Susan Davis adds: "Those same shrimpers who will never tell you where they are catching shrimp will be the first to tow you back if you have a breakdown. Our society is losing that wonderful sense of community."
So what keeps people shrimping, considering the many hardships and setbacks? "They certainly don't seem to be in it for the money. These men are fiercely independent. They are just hard-working, good people with a true love for boats and the ocean," Whitaker remarks. When asked the same question, LaRoche suggests, "It must be grits!"
For Donnelly, "The best part of it is the morning. I love watching the sun come up." Other shrimpers agree, and my trip on the Miss Georgia enlightened me as to just what these men describe. As the bright orange sun began to rise against a sky of jet, it mimicked the head of a jellyfish, while its less-perfect watery reflection mimed a bloody myriad of dancing tentacles.
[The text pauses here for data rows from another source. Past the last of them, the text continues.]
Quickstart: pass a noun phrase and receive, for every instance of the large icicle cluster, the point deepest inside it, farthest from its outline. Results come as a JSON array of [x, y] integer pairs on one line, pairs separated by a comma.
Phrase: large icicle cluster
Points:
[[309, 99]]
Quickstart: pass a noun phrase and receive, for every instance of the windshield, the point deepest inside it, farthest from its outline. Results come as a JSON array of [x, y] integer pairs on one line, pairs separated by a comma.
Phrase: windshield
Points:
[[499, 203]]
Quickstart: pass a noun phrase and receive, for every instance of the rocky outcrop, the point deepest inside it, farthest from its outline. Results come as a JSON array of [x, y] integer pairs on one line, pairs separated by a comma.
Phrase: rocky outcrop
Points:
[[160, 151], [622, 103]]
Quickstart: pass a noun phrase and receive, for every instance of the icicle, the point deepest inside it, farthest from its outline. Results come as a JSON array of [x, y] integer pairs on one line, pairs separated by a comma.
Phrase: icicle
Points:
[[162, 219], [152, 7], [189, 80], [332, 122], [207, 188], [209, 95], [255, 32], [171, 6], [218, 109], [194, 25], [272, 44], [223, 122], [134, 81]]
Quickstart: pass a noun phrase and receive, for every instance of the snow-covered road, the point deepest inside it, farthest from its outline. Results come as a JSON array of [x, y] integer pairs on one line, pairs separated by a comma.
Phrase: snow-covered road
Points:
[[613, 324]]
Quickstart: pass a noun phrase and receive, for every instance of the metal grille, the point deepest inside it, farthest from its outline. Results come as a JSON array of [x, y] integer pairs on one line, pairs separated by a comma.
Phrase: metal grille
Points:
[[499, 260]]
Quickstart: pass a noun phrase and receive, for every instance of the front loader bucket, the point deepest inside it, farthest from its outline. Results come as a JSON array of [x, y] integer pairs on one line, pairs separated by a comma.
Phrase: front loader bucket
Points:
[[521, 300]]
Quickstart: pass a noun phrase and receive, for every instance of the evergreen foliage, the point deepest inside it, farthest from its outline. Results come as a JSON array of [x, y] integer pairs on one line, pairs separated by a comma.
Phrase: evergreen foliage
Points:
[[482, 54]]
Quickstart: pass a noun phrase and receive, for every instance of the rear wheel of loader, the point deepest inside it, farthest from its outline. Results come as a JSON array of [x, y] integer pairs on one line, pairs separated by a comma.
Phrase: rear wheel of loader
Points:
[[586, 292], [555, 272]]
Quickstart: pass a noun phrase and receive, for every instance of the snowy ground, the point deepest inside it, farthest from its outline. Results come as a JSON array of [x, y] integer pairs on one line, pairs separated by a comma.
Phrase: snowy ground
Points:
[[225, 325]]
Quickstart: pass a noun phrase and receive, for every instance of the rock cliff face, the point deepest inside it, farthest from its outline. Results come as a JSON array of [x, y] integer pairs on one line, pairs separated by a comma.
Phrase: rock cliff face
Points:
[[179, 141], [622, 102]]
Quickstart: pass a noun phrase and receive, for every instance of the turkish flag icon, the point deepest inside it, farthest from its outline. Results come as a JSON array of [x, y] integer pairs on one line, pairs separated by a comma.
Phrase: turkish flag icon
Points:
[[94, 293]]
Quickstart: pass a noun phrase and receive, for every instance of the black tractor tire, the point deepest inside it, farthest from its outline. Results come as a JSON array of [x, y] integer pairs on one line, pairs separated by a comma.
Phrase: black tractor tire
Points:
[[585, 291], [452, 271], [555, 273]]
Magwood describes the attraction of his workplace: "I just love being out in the ocean with myself and God. It's just soothing and relaxing. It's a good thing. Sometimes you have to fight Mother Nature, but that sure beats going ashore and having to fight people."
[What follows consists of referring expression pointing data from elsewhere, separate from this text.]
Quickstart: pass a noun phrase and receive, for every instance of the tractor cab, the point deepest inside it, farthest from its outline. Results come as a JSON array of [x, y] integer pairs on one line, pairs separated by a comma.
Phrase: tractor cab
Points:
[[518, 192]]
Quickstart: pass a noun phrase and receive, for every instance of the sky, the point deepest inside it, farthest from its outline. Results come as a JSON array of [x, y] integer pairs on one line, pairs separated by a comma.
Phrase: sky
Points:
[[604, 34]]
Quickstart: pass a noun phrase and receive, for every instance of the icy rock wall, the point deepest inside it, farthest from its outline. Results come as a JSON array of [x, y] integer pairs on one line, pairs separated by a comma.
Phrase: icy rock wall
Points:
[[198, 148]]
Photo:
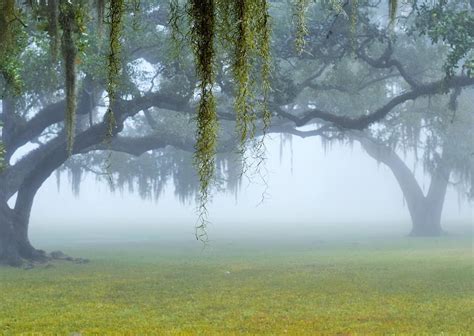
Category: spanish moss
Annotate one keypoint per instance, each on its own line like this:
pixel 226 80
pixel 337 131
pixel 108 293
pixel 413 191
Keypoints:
pixel 202 13
pixel 300 8
pixel 67 19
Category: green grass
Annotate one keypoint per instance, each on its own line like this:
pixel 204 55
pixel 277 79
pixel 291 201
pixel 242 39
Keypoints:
pixel 405 286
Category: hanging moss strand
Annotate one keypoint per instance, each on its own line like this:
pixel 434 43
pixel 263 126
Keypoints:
pixel 69 53
pixel 392 11
pixel 265 45
pixel 300 7
pixel 53 30
pixel 202 14
pixel 242 68
pixel 114 65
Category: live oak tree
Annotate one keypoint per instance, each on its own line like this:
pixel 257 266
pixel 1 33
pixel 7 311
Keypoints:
pixel 72 84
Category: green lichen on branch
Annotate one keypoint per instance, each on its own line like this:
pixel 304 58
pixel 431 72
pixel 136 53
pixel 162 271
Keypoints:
pixel 12 42
pixel 202 14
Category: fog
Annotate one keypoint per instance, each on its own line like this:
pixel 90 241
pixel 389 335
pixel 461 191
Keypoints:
pixel 311 192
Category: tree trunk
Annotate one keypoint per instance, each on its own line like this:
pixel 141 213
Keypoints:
pixel 425 211
pixel 15 247
pixel 426 217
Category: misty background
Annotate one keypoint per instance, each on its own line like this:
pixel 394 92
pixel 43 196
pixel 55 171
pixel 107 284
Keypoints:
pixel 312 191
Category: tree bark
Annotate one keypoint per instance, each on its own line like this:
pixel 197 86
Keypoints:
pixel 425 211
pixel 15 247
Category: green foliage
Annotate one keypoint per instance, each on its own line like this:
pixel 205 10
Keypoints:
pixel 12 42
pixel 452 24
pixel 396 287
"They used to say that salt water gets in your veins," Davis adds. "I guess I never knew how much I loved it until they tried to take it away from me," he says without bitterness, referring to a nameless, inanimate and indefinite adversary.
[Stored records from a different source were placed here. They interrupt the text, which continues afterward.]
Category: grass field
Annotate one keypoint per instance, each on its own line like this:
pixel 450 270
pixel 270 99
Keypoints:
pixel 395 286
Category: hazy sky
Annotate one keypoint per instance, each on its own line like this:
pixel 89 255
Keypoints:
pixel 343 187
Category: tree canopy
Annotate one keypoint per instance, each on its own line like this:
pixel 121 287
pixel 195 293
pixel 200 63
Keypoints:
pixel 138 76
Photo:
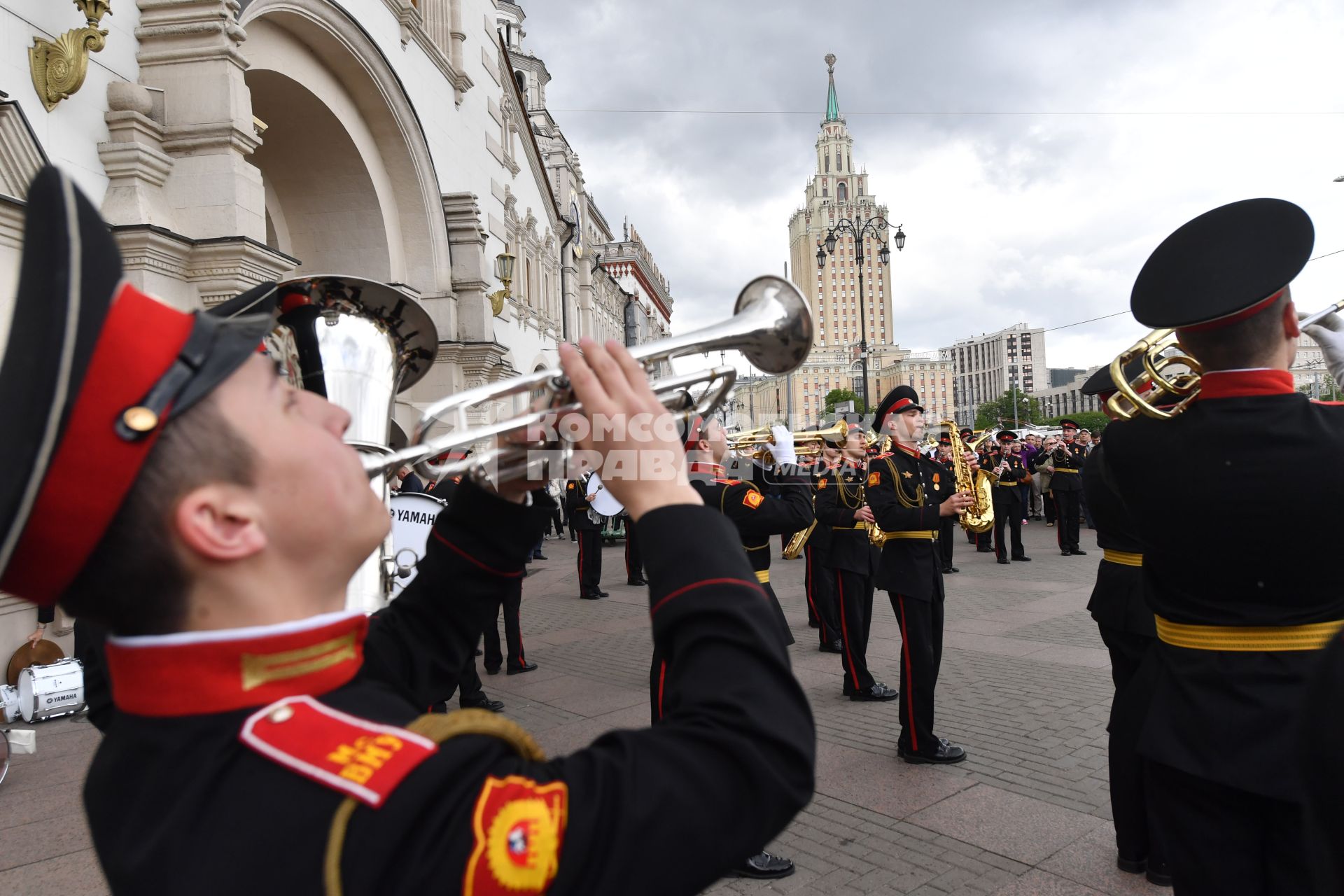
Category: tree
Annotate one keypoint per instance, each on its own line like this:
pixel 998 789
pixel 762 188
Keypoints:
pixel 1092 421
pixel 1329 388
pixel 838 397
pixel 1000 412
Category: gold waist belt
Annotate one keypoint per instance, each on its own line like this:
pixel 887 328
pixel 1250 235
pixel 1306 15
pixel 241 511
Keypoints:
pixel 1247 638
pixel 1123 558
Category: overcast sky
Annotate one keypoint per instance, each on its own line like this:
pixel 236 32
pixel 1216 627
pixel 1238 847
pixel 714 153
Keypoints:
pixel 1041 152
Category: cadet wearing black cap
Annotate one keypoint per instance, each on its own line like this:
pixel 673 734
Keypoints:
pixel 262 734
pixel 1126 628
pixel 909 498
pixel 1240 633
pixel 818 575
pixel 1068 486
pixel 841 505
pixel 1009 473
pixel 948 524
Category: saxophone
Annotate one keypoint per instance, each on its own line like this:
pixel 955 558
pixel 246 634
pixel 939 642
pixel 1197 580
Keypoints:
pixel 980 514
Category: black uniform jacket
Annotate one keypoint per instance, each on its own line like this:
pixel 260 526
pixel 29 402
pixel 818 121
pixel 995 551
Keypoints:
pixel 1011 477
pixel 1069 456
pixel 1224 548
pixel 756 514
pixel 1117 599
pixel 575 501
pixel 237 755
pixel 839 495
pixel 820 538
pixel 905 491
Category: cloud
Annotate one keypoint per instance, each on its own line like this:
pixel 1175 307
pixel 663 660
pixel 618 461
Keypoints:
pixel 1050 146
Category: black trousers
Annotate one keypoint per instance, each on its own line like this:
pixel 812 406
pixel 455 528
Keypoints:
pixel 1224 841
pixel 921 657
pixel 1066 527
pixel 819 580
pixel 1007 512
pixel 634 562
pixel 1138 827
pixel 854 599
pixel 590 561
pixel 945 528
pixel 512 608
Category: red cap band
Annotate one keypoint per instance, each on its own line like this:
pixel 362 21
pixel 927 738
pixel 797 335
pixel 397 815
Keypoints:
pixel 140 340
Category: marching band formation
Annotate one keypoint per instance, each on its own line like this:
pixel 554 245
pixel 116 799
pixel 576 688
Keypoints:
pixel 262 726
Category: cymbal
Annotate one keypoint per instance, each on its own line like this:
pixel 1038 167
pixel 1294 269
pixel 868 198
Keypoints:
pixel 30 654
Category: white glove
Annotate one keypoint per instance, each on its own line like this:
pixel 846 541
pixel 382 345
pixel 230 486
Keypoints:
pixel 1328 333
pixel 783 448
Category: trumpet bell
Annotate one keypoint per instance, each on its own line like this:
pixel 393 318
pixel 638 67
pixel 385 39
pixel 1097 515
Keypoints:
pixel 1155 384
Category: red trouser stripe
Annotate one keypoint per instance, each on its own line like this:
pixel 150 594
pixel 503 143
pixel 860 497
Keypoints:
pixel 910 676
pixel 811 602
pixel 844 633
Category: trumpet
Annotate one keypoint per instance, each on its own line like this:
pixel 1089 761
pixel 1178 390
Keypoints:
pixel 1172 391
pixel 772 326
pixel 755 442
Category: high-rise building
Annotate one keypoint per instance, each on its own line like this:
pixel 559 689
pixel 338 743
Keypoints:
pixel 993 363
pixel 839 190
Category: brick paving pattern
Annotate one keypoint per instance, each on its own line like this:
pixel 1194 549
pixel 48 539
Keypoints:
pixel 1025 687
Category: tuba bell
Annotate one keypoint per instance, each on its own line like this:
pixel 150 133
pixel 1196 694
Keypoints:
pixel 358 343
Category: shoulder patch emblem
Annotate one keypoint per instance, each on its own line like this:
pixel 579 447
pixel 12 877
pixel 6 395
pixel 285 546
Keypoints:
pixel 363 760
pixel 519 830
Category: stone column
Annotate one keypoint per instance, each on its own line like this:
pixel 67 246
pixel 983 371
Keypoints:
pixel 188 49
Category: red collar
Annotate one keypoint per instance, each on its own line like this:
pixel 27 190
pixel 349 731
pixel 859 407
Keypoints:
pixel 1245 383
pixel 206 672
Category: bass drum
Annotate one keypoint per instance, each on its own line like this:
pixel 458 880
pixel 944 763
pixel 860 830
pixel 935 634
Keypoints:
pixel 48 692
pixel 413 517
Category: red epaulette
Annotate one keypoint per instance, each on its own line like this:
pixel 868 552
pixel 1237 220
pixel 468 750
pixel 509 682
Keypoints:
pixel 359 758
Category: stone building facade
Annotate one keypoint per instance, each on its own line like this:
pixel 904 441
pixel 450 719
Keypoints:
pixel 406 141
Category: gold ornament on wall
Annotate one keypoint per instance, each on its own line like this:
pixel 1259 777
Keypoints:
pixel 59 66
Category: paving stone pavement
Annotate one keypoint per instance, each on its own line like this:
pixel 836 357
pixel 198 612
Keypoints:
pixel 1025 687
Shem Creek's Sonny "Hagg" Schirmer offers his two-cents' worth: "I love every single thing about shrimping!" he explains. Now 78, this old salt's health prevents him from running his beloved Miss Diane. But he still pays dockage and comes down every day just to look at her. "I'd go shrimping right now, if I could."
Backman agrees with Schirmer. He still maintains his 75-foot Backman Enterprises. "Shrimp boats. It ain't nothing but a picture. I just love lookin' at 'em. I look at that boat, and all headache just goes away."
Sorting the Catch

South Carolina's coast is home to three types of shrimp. According to David Whitaker, of the S.C. Department of Natural Resources' Marine Resources Division, white shrimp account for 60 percent of the harvest and brown shrimp for 40 percent, while the landing of pink shrimp, much more common farther south, is miniscule here.
Tail pod coloring is one way to distinguish shrimp. White shrimp sport yellow and green, brownies boast green and red, and pink shrimp exhibit iridescent blue.
Brown shrimp and pink shrimp are known as groove shrimp, which possess slits, or grooves, on both sides of the tail. Shrimpers land the majority of brown shrimp from late June until early August. Brownies do not grow quite as large as white shrimp, but shrimpers feel they are a bit heavier for their size.
White shrimp are lighter in color, hence their name. Though all female shrimp carry roe, the May and June harvest of white shrimp is often called the roe shrimp crop, since, as Whitaker explains, this is the "primary spawning season" for white shrimp. He goes on to point out that the "largest landings for white shrimp occur from August to January," a period also known as the "fall fishery."